The alternative is to have a guardian appointed for you by the probate court when the need arises.  That's not the end of the world, but it's time-consuming (several weeks at least), expensive (most people can't do it without a lawyer's help, and a lawyer must also be appointed to represent your interests), and then the guardian must report regularly to the court as long as the guardianship lasts.  All of that can be avoided with a well-written durable power of attorney.

Fortunately, most people know all this by now.  What they may not know is that powers of attorney have a shelf life.  Most banks, insurance companies, investment firms and government agencies are reluctant to accept a power of attorney more than 10 years old.  They worry that the authority granted may have become stale over that long a period and may no longer represent your wishes.

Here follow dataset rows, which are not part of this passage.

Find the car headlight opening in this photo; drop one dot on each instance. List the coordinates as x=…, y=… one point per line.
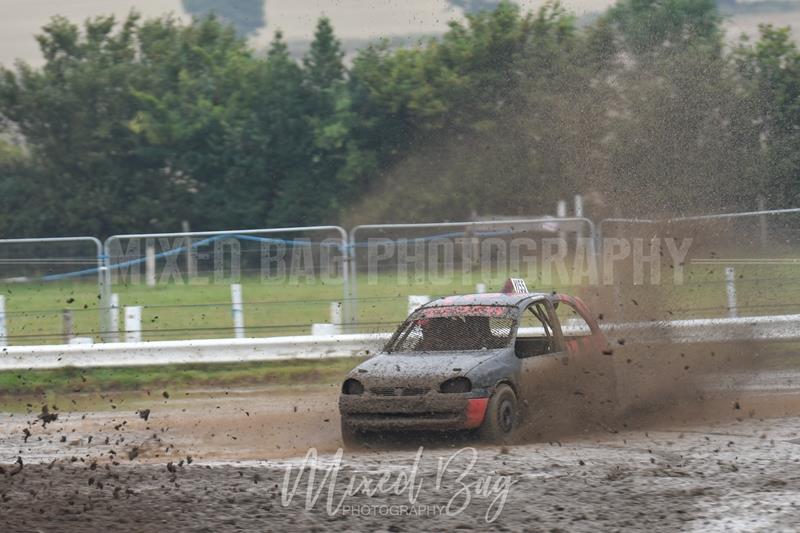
x=352, y=386
x=456, y=385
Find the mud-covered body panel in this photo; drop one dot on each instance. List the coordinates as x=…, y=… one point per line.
x=404, y=390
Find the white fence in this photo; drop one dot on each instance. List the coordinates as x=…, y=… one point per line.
x=760, y=328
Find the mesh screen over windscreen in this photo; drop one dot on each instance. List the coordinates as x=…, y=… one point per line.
x=453, y=333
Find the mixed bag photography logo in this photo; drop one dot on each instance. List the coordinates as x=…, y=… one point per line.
x=446, y=487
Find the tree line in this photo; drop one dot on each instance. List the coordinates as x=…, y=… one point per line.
x=137, y=125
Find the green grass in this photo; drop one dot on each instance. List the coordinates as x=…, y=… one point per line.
x=180, y=311
x=72, y=380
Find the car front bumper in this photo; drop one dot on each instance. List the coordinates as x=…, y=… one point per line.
x=430, y=412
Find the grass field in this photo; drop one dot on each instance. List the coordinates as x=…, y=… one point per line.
x=180, y=311
x=68, y=386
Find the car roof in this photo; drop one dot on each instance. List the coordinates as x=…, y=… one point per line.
x=514, y=299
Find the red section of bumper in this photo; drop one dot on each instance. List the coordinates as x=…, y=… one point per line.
x=476, y=410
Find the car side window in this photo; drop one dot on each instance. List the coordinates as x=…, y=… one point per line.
x=572, y=323
x=534, y=332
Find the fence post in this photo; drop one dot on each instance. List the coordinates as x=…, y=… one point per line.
x=762, y=220
x=113, y=319
x=237, y=310
x=730, y=278
x=3, y=327
x=66, y=318
x=133, y=324
x=336, y=315
x=579, y=213
x=415, y=302
x=150, y=265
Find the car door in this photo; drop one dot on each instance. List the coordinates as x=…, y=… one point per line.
x=539, y=346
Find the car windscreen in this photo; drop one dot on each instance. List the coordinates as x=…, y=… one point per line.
x=448, y=329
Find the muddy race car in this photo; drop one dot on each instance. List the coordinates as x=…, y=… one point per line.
x=482, y=362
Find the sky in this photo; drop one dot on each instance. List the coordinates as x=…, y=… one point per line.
x=20, y=20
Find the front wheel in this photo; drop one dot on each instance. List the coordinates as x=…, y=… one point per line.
x=502, y=418
x=351, y=439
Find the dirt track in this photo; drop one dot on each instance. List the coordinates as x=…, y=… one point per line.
x=680, y=472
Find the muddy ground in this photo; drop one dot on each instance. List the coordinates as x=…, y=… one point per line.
x=217, y=461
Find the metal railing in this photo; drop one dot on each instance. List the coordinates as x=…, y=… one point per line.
x=99, y=270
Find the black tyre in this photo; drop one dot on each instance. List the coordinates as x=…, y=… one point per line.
x=502, y=418
x=351, y=439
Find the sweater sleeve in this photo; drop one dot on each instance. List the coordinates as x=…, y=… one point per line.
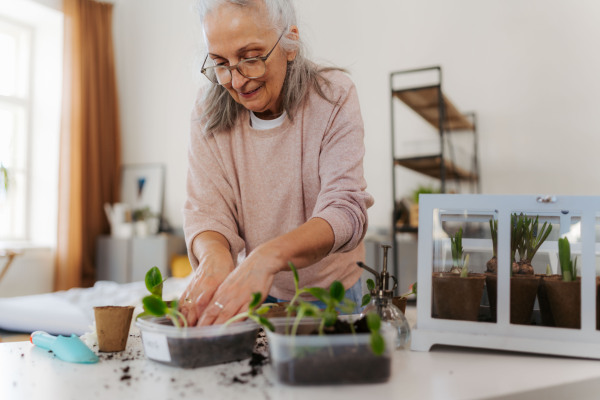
x=342, y=200
x=210, y=201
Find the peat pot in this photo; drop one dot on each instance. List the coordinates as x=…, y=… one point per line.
x=455, y=297
x=523, y=291
x=198, y=346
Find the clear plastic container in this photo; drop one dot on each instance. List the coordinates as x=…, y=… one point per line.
x=306, y=359
x=196, y=346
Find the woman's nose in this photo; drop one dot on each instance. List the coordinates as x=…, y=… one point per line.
x=237, y=80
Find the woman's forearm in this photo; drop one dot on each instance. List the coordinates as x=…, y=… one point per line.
x=303, y=246
x=207, y=243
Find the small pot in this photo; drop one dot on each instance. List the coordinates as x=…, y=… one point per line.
x=312, y=359
x=565, y=302
x=112, y=327
x=523, y=289
x=400, y=302
x=457, y=298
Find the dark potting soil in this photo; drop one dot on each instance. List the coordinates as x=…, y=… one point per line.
x=199, y=352
x=337, y=364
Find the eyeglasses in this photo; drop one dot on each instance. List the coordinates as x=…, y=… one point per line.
x=251, y=68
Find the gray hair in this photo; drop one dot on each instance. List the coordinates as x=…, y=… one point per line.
x=221, y=110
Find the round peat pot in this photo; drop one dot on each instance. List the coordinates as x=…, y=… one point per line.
x=457, y=298
x=565, y=302
x=523, y=289
x=194, y=347
x=112, y=327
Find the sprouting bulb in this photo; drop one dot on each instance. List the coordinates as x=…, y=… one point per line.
x=381, y=301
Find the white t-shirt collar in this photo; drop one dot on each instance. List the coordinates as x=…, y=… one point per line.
x=264, y=124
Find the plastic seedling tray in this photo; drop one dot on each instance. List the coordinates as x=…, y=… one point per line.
x=194, y=347
x=306, y=359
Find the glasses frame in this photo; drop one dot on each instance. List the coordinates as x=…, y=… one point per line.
x=236, y=66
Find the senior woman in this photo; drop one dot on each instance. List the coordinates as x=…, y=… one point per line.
x=275, y=166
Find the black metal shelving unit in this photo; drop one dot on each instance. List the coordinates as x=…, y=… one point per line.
x=430, y=102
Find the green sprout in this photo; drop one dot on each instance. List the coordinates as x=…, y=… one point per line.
x=526, y=240
x=154, y=305
x=460, y=262
x=568, y=266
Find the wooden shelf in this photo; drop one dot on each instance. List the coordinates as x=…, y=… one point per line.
x=406, y=229
x=425, y=102
x=430, y=166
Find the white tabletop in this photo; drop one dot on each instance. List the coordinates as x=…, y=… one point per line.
x=28, y=372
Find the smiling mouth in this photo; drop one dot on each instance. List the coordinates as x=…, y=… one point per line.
x=251, y=92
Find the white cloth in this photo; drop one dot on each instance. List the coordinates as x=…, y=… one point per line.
x=72, y=311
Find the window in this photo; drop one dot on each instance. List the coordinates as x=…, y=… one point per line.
x=31, y=40
x=15, y=110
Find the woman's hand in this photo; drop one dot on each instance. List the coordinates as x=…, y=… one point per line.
x=255, y=274
x=215, y=264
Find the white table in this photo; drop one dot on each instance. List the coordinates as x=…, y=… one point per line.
x=28, y=372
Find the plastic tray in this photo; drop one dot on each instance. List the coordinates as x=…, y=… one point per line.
x=196, y=346
x=327, y=359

The other snag in relying on older powers of attorney is that they're often quite brief and cryptic; that is, they grant general authority for your agent to act for you, rather than comprehensively granting the specific kinds of authority your agent might need to act for you in all manner of situations and transactions.  Most of the institutions I mentioned won't any longer accept a general statement of authority, but will insist on a specific reference to the kind of transaction your agent is trying to undertake.  One important example is that if the power of attorney pre-dates the so-called HIPAA medical records privacy law enacted in 1996, most hospitals and physicians won't honor a request for your records if the power of attorney contains general authority language but doesn't specifically authorize access to medical information. That's why current powers of attorney now mention every conceivable purpose for which they might need to be used.  This is one area of the law where the "kitchen sink" theory of draftsmanship is alive and well.

So, if you don't have a durable power of attorney at all, you need one.  If you have an old one, check how old it is and consider also whether it seems broad enough to describe everything you would want an agent to do to handle your affairs if you couldn't handle those tasks yourself.  Then, repeat the same exercise every 5 years at least.  You have to make sure these important bases are covered before the need arises.

PS - I've focused here solely on legal and financial powers of attorney; however, the same considerations are pertinent to health care directives that designate agents to make health-related decisions for you in the event of incapacity or incompetence!